Pattern 4: Pub-Sub (Event-Driven)

Shape

Agents don’t call each other directly. They publish events to topics, and any agent subscribed to that topic reacts. Loose coupling, no central coordinator.

When to use it

  • You have many agents with many-to-many relationships, and hard-coding the graph is brittle.
  • New agents need to be added or removed without rewiring existing agents.
  • You want durable event logs for replay, audit, or debugging.

Real-world example

A customer-support system: when a ticket arrives, a classifier publishes a ticket.classified event. A billing-agent, tech-support-agent, and escalation-agent each subscribe with filters. Only the relevant one reacts. Adding a new agent type = adding a new subscriber; no existing code changes.

pubsub_agents.py
# Redis Streams as the event backbone — works with any framework
import redis, json, asyncio

r = redis.asyncio.Redis()

async def publish(topic: str, event: dict):
    await r.xadd(topic, {"payload": json.dumps(event)})

async def subscribe(topic: str, group: str, consumer: str, handler):
    await r.xgroup_create(topic, group, id="0", mkstream=True)
    while True:
        msgs = await r.xreadgroup(group, consumer, {topic: ">"},
                                  count=10, block=5000)
        for _, entries in msgs or []:
            for msg_id, fields in entries:
                event = json.loads(fields[b"payload"])
                try:
                    await handler(event)
                    await r.xack(topic, group, msg_id)
                except Exception as e:
                    # Retry up to N times, then dead-letter
                    log_error(msg_id, e)

# Classifier agent publishes
async def classifier_agent(ticket):
    category = await llm_classify(ticket)
    await publish("ticket.classified",
                  {"ticket_id": ticket.id, "category": category})

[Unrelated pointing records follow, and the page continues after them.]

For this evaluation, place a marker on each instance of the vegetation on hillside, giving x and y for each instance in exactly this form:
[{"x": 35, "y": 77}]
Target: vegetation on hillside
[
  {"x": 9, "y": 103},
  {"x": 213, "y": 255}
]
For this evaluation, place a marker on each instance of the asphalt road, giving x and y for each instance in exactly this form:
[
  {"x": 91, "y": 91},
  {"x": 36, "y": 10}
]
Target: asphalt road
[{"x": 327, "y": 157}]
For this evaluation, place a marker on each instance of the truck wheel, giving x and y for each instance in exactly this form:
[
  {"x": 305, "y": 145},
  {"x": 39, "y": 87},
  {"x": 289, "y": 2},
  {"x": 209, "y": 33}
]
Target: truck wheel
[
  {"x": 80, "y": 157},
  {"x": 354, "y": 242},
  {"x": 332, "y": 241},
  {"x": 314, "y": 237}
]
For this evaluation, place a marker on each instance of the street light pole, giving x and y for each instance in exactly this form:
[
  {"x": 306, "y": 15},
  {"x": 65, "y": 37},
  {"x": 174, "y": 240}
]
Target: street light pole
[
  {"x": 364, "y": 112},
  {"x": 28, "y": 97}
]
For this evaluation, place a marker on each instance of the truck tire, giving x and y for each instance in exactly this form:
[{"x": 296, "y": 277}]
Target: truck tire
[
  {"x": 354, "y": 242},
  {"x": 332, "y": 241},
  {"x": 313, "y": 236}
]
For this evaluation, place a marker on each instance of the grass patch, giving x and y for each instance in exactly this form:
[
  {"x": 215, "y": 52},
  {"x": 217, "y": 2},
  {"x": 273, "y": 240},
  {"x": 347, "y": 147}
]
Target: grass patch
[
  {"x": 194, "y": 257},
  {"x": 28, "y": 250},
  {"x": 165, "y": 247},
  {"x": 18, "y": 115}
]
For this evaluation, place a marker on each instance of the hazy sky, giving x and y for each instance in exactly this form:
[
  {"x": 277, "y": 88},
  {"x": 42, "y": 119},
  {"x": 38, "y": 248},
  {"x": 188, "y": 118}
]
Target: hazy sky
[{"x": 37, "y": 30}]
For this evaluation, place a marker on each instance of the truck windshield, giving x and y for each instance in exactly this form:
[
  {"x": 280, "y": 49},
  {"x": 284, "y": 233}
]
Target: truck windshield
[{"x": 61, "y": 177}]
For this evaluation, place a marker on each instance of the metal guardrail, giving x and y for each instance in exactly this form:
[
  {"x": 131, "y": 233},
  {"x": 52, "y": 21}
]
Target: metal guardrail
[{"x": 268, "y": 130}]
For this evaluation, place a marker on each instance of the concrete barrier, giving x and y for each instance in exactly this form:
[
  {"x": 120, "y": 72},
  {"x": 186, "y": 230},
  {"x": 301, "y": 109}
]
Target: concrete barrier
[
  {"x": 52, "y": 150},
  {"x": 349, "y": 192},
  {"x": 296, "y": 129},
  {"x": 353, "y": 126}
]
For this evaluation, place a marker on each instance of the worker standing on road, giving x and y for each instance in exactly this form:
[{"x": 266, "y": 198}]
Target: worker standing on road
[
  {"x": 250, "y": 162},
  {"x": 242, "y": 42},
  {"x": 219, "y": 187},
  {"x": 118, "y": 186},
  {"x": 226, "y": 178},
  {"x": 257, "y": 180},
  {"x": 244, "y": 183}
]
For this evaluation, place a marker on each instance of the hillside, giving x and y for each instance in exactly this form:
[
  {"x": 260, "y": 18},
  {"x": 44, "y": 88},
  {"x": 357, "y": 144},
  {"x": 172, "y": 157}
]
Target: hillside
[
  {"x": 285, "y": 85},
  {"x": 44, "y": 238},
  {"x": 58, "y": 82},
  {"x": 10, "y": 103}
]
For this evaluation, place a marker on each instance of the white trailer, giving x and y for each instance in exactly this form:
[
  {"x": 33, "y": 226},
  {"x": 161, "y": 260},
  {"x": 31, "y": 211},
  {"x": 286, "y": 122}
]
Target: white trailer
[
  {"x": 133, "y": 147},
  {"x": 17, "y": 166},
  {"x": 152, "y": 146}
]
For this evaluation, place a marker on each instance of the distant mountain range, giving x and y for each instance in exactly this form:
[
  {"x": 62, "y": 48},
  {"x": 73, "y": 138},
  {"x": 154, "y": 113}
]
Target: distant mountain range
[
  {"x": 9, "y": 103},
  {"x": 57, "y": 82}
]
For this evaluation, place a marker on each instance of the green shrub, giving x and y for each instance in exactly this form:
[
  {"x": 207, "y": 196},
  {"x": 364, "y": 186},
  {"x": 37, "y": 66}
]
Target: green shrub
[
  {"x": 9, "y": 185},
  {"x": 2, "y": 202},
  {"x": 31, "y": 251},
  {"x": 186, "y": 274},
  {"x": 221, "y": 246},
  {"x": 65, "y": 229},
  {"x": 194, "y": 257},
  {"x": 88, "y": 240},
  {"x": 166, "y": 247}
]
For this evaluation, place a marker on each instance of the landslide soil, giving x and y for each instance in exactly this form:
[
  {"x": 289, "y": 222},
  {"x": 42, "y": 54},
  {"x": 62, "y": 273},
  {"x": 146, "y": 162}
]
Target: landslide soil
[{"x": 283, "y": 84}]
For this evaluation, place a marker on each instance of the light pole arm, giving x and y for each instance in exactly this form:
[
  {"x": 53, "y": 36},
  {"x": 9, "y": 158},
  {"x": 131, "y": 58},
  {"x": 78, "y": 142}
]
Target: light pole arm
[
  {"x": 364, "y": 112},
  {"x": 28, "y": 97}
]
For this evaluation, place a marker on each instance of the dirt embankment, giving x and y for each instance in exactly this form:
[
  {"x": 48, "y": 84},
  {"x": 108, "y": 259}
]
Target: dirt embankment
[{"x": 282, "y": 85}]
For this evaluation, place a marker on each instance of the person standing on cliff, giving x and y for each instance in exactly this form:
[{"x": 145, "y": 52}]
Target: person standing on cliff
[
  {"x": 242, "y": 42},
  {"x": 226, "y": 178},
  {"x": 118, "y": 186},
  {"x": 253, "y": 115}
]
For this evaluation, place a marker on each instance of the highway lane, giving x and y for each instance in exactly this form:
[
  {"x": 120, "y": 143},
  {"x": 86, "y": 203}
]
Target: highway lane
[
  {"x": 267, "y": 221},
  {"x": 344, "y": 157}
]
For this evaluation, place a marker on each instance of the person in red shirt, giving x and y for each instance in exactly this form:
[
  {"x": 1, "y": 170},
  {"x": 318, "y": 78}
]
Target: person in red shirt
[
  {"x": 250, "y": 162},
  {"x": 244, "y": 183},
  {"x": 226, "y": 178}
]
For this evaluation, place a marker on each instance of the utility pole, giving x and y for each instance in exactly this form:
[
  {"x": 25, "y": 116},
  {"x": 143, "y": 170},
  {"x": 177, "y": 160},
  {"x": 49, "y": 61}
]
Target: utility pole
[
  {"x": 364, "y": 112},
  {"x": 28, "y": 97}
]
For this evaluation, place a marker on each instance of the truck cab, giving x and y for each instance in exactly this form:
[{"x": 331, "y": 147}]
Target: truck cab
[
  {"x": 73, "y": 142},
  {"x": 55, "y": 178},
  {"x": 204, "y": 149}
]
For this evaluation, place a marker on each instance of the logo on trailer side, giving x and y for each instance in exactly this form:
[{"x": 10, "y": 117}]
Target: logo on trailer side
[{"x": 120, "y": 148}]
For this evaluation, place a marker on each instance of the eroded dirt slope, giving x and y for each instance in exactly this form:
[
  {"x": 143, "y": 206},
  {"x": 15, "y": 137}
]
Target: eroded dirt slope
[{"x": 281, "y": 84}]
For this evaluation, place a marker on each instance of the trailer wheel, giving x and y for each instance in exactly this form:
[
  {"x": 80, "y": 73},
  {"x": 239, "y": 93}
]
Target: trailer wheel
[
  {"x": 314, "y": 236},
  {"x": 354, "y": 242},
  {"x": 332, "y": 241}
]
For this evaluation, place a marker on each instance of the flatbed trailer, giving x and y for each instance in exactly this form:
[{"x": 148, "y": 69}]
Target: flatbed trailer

# Billing agent subscribes — only acts on billing tickets
async def billing_handler(event):
    if event["category"] != "billing":
        return
    await llm_handle_billing(event["ticket_id"])

asyncio.gather(
    subscribe("ticket.classified", "billing-group", "billing-1", billing_handler),
    subscribe("ticket.classified", "tech-group", "tech-1", tech_handler),
    subscribe("ticket.classified", "esc-group", "esc-1", escalation_handler),
)

Failure modes

  • Event storms: one agent’s event triggers another’s, which triggers three more, which triggers twelve. Add a trace ID and cap event chain depth.
  • Observability collapse: without distributed tracing you cannot debug anything. Propagate a correlation ID through every event.
  • Eventual consistency: an agent may react to a stale event. Include a version in the event and have subscribers ignore versions older than their last processed state.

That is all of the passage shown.